In the real world of espionage, however, the passion remained a secret until now and there was no James Bond-style climax to the encounter.

Oleg Gordievsky, a senior KGB double agent, who fled from Russia in the boot of a MI6 car, has revealed that he found the future head of M15 – Dame Stella Rimington – a "beautiful woman" who he would like to have married.

Mr Gordievsky was interviewed for months by Dame Stella, who was then head of counter-espionage, after he defected to the West in the 80s.

He has revealed that, during the interviews, he was secretly thinking "how lovely it would be to have you as a partner, as a friend". He said: "I actually liked her as a woman immensely. She was a beautiful woman. She had beautiful, big green eyes. She was not so tall, she was not too slim. She had curves. My wife in Moscow had divorced me so, strictly speaking, I was a single man and she was a single woman."
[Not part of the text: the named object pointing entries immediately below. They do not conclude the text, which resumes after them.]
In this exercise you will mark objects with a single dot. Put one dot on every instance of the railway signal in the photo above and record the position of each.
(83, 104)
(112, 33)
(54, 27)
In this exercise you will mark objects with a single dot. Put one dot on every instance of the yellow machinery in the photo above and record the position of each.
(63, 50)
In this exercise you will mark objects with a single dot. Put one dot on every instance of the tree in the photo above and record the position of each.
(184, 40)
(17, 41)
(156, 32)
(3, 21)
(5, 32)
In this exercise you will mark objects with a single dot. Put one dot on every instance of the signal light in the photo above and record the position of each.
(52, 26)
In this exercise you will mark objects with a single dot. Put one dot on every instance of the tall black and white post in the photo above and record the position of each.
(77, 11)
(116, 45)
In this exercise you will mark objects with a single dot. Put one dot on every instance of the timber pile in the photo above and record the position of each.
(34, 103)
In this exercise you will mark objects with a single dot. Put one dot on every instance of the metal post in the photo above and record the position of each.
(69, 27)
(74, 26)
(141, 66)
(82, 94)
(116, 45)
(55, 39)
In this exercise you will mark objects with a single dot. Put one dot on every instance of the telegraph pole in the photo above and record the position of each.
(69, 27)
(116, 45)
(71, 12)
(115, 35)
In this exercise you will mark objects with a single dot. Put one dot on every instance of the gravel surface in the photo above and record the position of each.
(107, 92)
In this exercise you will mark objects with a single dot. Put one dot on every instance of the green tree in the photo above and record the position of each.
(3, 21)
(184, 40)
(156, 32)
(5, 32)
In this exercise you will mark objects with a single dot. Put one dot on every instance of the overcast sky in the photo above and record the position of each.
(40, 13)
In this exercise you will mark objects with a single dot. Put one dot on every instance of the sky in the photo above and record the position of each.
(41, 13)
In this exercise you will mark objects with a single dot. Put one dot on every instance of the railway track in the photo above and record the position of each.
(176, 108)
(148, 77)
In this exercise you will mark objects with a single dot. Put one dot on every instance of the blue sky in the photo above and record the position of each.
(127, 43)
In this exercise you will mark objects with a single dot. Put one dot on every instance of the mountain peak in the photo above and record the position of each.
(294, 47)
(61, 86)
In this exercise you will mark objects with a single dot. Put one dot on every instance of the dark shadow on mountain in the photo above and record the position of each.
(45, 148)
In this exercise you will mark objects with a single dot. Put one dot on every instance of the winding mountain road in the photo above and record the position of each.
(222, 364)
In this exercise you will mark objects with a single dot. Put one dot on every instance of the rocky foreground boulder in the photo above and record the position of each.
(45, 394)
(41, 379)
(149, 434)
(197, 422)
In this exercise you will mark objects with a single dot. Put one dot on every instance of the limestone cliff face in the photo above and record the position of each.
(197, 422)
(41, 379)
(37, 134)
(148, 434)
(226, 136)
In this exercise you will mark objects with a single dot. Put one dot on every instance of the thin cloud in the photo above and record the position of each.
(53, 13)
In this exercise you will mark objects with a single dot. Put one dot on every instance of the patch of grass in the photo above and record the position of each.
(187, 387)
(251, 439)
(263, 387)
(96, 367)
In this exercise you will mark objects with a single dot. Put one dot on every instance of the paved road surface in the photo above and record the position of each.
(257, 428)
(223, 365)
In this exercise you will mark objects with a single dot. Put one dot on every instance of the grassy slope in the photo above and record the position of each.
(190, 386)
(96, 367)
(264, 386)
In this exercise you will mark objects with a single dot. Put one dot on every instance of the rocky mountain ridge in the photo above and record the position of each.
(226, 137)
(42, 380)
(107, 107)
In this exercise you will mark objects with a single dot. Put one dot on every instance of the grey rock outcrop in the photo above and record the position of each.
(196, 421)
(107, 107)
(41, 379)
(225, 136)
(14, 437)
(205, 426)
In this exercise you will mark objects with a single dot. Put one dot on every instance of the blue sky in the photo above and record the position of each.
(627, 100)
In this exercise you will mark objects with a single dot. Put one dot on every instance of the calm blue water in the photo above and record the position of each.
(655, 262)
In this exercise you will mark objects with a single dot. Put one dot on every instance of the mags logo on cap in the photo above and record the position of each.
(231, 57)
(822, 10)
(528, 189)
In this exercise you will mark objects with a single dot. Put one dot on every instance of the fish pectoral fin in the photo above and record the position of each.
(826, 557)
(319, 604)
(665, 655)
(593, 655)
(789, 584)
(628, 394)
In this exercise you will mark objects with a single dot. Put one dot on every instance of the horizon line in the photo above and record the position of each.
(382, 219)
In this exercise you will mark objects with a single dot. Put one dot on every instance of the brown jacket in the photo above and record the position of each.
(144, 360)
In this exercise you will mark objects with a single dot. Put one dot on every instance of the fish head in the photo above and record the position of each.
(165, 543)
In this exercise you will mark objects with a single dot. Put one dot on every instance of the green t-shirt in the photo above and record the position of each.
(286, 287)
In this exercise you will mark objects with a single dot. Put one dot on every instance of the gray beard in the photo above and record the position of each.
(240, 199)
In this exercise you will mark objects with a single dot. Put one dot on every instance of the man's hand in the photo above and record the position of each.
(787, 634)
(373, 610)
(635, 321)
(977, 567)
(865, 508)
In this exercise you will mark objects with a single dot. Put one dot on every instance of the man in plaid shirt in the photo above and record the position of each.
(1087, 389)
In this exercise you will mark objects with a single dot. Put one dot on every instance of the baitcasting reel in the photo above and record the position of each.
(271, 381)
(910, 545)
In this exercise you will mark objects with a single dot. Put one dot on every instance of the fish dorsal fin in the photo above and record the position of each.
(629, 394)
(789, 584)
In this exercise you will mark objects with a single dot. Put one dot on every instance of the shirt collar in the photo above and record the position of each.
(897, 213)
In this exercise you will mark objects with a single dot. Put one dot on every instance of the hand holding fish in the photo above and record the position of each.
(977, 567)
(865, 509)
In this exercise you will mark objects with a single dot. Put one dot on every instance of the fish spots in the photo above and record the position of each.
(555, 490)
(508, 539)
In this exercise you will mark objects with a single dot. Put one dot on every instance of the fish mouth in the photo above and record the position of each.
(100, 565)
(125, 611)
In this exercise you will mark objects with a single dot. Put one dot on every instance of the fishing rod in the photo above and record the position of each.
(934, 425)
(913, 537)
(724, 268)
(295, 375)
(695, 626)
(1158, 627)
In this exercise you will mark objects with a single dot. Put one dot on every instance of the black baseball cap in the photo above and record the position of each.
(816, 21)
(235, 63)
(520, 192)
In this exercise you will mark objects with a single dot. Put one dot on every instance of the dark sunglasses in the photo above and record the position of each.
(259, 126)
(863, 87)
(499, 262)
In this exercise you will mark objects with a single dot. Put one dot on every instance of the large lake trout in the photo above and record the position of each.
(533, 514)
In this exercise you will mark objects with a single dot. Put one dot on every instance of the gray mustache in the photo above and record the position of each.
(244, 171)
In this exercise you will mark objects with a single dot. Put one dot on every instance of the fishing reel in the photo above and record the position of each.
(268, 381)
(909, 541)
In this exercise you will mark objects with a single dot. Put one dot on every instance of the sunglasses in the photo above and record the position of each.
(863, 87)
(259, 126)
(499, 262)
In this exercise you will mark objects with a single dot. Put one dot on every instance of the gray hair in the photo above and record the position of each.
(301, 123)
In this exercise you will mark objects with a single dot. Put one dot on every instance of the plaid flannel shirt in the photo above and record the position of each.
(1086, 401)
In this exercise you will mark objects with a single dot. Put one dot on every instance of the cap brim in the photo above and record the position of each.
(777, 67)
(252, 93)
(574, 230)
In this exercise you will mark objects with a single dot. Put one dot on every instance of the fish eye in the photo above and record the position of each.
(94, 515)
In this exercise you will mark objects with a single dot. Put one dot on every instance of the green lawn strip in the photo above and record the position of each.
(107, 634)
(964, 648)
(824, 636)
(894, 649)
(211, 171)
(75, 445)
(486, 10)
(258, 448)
Dame Stella, who has recently separated from her husband, said she was surprised by Mr Gordievsky's intentions, after she was informed by Michael Cockerell in a documentary to be broadcast tonight about her life.

"I think that would have been a very strange marriage, I must say," she says. "A marriage between the head of counter-espionage and a director from the KGB would have hit the headlines more than anything else I've done."

Dame Stella, in the first TV interview about her career at M15, paints a picture of an unglamorous, hard-drinking, service where transit vans full of top secret intelligence files were ferried across London.

The spies used to hitch a lift with the vans, which Dame Stella said was an "insecure" way of transporting information between buildings, to go shopping at Marks & Spencer.

The documentary also reveals the hostility she encountered from the Whitehall establishment after she decided to write her memoirs, including from Sir Richard Wilson, the head of the home civil service. One senior diplomat also calls her "a real little madam".